Replication Package For Paper: Revealing Code Change Propagation Channels by Evolution History Mining
CPCminer is a graph-based approach to mine the frequent change propagation channels (FCPCs) from the software evloution history. The approach consists of following three main steps:
- Step 1: Data Preprocessing. It extracts the changed code entities and construct the software relationship graphs (SRGs) for every commit to provide complete code changes and SRGs dataset.
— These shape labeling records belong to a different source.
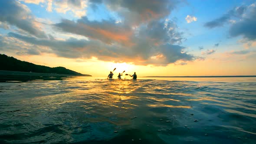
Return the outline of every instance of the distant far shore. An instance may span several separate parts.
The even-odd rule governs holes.
[[[144,78],[243,78],[256,77],[256,75],[223,75],[223,76],[148,76]]]
[[[59,74],[56,73],[46,73],[0,70],[0,75],[33,75],[47,76],[92,76],[92,75],[73,75]]]

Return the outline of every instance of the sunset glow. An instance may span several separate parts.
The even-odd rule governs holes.
[[[0,9],[0,53],[36,64],[95,76],[256,75],[254,1],[1,0]]]

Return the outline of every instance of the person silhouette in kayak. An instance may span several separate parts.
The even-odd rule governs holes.
[[[132,75],[129,75],[130,76],[132,77],[132,79],[137,79],[137,75],[136,74],[136,72],[134,72],[134,74]]]
[[[121,75],[123,75],[123,74],[120,74],[120,73],[119,73],[119,75],[118,75],[118,76],[117,76],[117,77],[118,77],[118,79],[121,79]]]
[[[109,74],[108,74],[108,78],[109,78],[109,79],[113,78],[113,75],[114,75],[114,74],[113,73],[112,73],[112,72],[110,72],[110,73]]]

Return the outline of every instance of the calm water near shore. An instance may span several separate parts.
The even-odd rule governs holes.
[[[0,82],[0,143],[256,143],[256,78],[126,78]]]

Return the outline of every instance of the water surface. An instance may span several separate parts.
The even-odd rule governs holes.
[[[0,83],[0,143],[256,142],[256,78],[138,78]]]

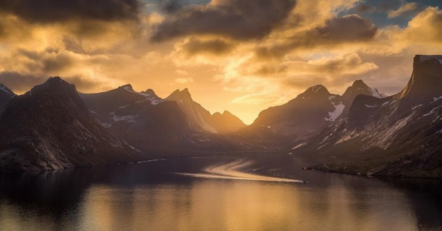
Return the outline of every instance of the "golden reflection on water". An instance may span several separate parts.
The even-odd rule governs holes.
[[[380,190],[375,192],[376,198],[373,193],[340,186],[316,190],[220,180],[135,188],[98,185],[86,193],[77,225],[81,230],[98,230],[417,228],[413,211],[400,192]]]

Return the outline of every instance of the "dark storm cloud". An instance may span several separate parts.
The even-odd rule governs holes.
[[[0,72],[0,83],[14,92],[29,90],[33,86],[46,79],[43,76],[22,74],[15,71]]]
[[[363,43],[373,39],[377,31],[375,25],[358,15],[335,17],[323,26],[294,34],[283,43],[258,47],[255,54],[260,59],[278,59],[296,49]]]
[[[182,46],[186,55],[192,56],[198,53],[210,53],[222,55],[228,52],[233,48],[233,45],[222,39],[201,41],[192,38]]]
[[[192,34],[260,38],[281,24],[295,5],[295,0],[218,0],[182,8],[168,14],[154,27],[151,39],[162,41]]]
[[[359,13],[370,13],[376,10],[373,6],[366,4],[358,4],[354,7],[354,9],[356,12]]]
[[[49,77],[47,75],[30,75],[15,71],[3,71],[0,72],[0,83],[14,92],[27,92],[32,87],[44,83]],[[61,77],[68,83],[74,84],[77,90],[88,90],[102,83],[79,75]]]
[[[369,20],[358,15],[334,18],[318,28],[323,37],[333,41],[361,41],[373,38],[377,28]]]
[[[138,0],[0,0],[0,12],[39,23],[136,19],[140,6]]]

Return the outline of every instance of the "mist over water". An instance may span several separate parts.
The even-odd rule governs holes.
[[[234,158],[0,175],[0,230],[293,230],[442,227],[441,181],[302,171],[307,184],[195,178]]]

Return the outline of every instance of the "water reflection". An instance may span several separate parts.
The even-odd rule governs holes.
[[[321,183],[305,185],[192,178],[170,174],[189,170],[179,162],[1,176],[0,230],[441,227],[441,204],[431,197],[432,190],[421,191],[409,182],[339,174],[323,174]],[[191,165],[206,164],[193,160]]]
- Step 2: Spatial-Temporal Window Processing. For every commit that satisfies certain criteria (i.e., the core commit), it first establishes a spatial-temporal window (ST-Window), i.e., a limited time and space window, and then constructs the Spatial-Temporal Change Relationship Graph (ST-CRG) by collecting the changed code entities and corresponding relationships within the ST-window.
- Step 3: Graph Transformation and Mining. After gaining all ST-CRGs, it transforms every ST-CRG into a Change Propagation Channel Graph (CPC-G) by reverting the vertices and edges, and then mines frequent CPCs with a frequent subgraph mining algorithm.
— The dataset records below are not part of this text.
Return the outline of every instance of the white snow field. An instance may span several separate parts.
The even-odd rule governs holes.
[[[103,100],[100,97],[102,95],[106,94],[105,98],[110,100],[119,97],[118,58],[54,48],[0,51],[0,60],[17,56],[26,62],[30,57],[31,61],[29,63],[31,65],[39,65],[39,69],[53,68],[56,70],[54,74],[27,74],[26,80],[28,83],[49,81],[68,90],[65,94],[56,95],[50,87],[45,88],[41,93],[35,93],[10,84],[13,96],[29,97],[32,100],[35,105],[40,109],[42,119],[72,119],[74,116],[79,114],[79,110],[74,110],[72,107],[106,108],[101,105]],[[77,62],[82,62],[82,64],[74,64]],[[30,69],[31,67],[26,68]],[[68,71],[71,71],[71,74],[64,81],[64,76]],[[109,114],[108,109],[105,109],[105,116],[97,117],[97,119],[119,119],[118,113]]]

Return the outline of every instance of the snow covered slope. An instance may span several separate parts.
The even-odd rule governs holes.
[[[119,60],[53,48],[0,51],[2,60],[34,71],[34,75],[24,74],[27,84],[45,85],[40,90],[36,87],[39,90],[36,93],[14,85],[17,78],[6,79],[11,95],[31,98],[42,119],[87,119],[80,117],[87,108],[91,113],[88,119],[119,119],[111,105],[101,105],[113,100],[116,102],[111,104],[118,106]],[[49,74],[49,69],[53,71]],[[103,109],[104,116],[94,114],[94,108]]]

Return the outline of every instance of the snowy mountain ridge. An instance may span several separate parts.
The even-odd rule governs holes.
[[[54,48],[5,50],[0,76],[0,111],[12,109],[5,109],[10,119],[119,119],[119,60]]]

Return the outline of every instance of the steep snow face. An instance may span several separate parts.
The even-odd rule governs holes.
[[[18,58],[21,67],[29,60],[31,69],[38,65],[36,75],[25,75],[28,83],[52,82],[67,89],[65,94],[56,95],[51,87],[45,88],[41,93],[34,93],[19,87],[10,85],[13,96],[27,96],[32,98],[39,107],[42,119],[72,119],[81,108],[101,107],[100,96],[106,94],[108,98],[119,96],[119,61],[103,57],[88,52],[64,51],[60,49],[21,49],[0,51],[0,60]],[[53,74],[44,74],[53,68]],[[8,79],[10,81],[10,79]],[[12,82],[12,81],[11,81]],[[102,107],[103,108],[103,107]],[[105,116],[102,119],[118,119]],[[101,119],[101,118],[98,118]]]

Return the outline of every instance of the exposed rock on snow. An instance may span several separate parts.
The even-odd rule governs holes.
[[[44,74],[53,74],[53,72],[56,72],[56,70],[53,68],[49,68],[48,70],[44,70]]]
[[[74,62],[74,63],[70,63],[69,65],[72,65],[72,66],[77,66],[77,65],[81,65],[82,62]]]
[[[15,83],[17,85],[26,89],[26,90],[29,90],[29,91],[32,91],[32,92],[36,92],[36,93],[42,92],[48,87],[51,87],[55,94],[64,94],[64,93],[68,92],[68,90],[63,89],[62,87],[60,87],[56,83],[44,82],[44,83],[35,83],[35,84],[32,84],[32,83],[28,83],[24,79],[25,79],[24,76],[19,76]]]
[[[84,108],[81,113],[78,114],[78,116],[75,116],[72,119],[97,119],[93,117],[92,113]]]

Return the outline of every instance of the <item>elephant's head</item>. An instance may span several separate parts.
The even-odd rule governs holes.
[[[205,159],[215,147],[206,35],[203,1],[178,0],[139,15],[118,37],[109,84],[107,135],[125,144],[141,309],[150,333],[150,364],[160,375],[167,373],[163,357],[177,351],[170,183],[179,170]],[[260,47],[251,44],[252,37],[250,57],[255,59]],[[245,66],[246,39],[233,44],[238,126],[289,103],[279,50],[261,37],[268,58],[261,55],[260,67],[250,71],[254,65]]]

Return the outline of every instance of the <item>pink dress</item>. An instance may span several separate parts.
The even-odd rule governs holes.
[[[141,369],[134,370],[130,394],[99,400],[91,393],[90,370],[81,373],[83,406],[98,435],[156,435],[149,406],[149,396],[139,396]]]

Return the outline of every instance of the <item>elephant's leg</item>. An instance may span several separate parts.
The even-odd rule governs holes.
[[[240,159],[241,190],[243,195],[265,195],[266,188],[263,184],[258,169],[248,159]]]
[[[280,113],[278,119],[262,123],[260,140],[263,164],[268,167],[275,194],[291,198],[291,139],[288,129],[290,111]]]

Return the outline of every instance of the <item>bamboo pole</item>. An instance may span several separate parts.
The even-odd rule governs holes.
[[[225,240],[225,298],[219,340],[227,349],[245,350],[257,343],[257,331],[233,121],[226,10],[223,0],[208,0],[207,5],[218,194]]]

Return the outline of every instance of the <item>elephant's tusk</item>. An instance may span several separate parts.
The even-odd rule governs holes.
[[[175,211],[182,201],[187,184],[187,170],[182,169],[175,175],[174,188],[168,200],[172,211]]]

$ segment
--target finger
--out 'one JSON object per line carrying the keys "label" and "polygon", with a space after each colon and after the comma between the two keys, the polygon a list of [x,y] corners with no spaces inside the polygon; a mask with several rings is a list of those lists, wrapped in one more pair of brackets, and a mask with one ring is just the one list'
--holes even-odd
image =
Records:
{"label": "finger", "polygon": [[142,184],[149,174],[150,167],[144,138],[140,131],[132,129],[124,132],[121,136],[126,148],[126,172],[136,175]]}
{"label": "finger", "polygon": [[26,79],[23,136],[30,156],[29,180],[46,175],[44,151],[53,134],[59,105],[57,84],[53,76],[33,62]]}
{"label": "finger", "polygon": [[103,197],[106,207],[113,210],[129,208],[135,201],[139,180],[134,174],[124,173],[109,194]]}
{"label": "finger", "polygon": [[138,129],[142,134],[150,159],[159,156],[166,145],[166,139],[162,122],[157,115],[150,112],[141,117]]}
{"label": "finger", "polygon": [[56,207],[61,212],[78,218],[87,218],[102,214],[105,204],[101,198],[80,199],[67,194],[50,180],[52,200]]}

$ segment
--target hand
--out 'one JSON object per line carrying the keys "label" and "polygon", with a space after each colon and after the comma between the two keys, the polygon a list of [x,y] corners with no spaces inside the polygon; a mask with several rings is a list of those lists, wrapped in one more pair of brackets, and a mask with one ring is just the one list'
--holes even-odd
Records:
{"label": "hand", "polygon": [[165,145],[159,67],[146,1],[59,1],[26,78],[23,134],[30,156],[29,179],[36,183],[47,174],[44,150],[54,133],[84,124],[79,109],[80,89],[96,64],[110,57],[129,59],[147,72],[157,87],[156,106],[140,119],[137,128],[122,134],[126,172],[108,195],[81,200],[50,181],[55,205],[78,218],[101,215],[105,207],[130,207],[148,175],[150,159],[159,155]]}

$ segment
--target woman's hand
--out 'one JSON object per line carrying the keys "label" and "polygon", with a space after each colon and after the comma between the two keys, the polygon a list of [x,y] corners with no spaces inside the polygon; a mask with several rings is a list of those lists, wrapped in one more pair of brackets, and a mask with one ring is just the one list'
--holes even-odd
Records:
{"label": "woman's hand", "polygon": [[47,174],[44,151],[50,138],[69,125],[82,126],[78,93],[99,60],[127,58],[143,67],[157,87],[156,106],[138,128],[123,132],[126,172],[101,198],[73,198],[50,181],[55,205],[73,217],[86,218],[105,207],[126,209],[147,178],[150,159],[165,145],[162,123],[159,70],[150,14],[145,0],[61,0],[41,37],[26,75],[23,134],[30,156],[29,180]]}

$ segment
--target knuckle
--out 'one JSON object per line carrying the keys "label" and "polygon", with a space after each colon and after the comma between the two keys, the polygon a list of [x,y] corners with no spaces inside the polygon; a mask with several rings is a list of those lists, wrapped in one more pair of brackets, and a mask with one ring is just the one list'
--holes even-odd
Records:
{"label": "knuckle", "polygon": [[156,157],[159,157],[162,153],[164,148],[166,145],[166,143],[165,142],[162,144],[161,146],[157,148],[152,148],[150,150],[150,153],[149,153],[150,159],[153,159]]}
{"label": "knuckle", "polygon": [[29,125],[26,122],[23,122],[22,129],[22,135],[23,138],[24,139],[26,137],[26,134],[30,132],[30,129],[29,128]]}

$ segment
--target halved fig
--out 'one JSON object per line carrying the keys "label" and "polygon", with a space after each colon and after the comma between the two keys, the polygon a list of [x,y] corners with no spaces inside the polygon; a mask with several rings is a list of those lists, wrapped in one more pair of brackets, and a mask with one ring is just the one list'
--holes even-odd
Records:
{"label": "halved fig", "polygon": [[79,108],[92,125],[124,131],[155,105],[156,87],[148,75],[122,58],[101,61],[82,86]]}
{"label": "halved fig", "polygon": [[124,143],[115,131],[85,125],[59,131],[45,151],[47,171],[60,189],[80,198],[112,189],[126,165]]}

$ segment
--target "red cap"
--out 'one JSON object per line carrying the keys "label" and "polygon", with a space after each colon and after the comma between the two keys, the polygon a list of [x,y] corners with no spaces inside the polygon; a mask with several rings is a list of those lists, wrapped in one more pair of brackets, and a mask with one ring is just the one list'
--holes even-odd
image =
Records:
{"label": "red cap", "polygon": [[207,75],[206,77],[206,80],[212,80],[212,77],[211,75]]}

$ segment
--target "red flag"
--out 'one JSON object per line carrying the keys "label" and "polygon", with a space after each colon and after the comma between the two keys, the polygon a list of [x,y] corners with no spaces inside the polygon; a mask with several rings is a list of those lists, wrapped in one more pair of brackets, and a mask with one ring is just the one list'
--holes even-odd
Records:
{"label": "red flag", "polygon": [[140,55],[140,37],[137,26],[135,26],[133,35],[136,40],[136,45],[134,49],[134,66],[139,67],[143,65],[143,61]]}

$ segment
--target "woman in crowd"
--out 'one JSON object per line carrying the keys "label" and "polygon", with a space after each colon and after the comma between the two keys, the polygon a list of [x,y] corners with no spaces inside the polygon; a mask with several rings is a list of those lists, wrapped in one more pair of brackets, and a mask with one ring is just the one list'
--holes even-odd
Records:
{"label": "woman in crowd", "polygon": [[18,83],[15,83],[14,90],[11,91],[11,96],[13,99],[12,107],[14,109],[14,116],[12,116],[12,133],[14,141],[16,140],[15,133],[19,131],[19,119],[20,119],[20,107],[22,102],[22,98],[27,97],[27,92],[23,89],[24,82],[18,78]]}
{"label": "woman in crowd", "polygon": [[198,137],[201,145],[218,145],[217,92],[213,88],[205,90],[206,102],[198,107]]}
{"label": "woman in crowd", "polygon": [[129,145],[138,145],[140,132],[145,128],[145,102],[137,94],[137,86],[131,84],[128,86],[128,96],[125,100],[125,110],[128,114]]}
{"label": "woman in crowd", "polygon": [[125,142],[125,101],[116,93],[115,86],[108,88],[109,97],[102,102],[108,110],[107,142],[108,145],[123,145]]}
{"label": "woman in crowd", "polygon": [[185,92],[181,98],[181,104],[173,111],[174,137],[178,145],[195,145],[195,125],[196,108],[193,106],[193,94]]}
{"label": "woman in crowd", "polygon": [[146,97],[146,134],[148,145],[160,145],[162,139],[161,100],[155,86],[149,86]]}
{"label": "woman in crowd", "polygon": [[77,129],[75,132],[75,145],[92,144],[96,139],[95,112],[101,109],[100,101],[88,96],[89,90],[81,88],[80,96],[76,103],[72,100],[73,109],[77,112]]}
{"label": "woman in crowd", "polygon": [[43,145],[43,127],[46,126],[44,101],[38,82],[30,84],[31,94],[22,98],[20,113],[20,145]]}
Users are suggested to refer to the research paper for more detials.
This project is still in an early stage of development, and we are improving the implementation and documentation.
Please feel free to contact Daihong Zhou(dhzhou17 at fudan dot edu dot cn) for the replication package.
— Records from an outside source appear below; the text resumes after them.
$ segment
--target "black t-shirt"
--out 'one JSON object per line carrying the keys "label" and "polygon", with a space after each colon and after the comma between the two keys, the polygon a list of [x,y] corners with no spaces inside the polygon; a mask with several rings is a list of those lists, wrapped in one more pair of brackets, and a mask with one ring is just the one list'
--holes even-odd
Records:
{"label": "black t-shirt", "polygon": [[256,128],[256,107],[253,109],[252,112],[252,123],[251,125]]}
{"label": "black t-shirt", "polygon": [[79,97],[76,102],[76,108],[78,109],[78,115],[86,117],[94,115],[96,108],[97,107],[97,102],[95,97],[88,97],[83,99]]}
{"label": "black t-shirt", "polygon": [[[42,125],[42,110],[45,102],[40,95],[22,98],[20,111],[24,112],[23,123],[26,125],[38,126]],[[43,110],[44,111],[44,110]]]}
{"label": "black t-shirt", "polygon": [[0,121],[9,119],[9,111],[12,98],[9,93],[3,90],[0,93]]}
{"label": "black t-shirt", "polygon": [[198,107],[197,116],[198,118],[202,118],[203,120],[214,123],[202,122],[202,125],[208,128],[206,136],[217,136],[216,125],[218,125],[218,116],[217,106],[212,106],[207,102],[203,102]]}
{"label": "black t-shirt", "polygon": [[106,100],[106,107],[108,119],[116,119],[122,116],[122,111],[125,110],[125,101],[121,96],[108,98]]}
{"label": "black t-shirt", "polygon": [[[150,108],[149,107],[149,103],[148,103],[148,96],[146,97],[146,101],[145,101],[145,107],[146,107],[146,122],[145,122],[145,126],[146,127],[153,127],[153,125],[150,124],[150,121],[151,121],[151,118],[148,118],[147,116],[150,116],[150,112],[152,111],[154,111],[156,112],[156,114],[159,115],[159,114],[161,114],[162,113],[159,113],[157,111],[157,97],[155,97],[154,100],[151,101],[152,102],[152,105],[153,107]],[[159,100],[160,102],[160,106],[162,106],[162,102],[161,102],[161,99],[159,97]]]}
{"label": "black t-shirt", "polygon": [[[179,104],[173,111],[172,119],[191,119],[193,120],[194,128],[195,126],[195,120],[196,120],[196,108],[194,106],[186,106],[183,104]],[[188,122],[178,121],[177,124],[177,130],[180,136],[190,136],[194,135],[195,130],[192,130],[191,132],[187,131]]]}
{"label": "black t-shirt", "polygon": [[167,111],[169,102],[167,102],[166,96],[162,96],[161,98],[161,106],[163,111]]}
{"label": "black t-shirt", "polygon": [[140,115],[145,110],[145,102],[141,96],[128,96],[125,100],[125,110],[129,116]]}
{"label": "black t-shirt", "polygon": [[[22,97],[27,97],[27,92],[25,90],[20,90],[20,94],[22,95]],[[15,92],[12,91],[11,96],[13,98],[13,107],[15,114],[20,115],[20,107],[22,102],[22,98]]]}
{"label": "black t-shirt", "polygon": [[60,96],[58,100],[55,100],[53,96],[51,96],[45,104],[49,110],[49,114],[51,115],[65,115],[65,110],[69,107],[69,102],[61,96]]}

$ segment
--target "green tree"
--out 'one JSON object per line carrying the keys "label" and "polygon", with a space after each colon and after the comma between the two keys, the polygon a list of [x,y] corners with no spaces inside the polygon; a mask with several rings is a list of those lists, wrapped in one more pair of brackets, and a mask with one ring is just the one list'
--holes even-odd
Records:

This repo provides the replication package for the paper. Due to the huge size of the dataset, it has been uploaded to a cloud storage service for easier access and distribution (Baidu Netdisk: the links , and the password:c3v0). It includes the following folders:
- code: the tool CPCMiner.
- project: the git repository used in this study.
- neo4j_dataset: the neo4j dataset contains entity-level software relationship graphs and change information from over 5,032 versions of five well-maintained projects.
- mapping: the data for code entity mapping.
- graph: the generated ST-CDGs, CPC-Gs, FCPCs.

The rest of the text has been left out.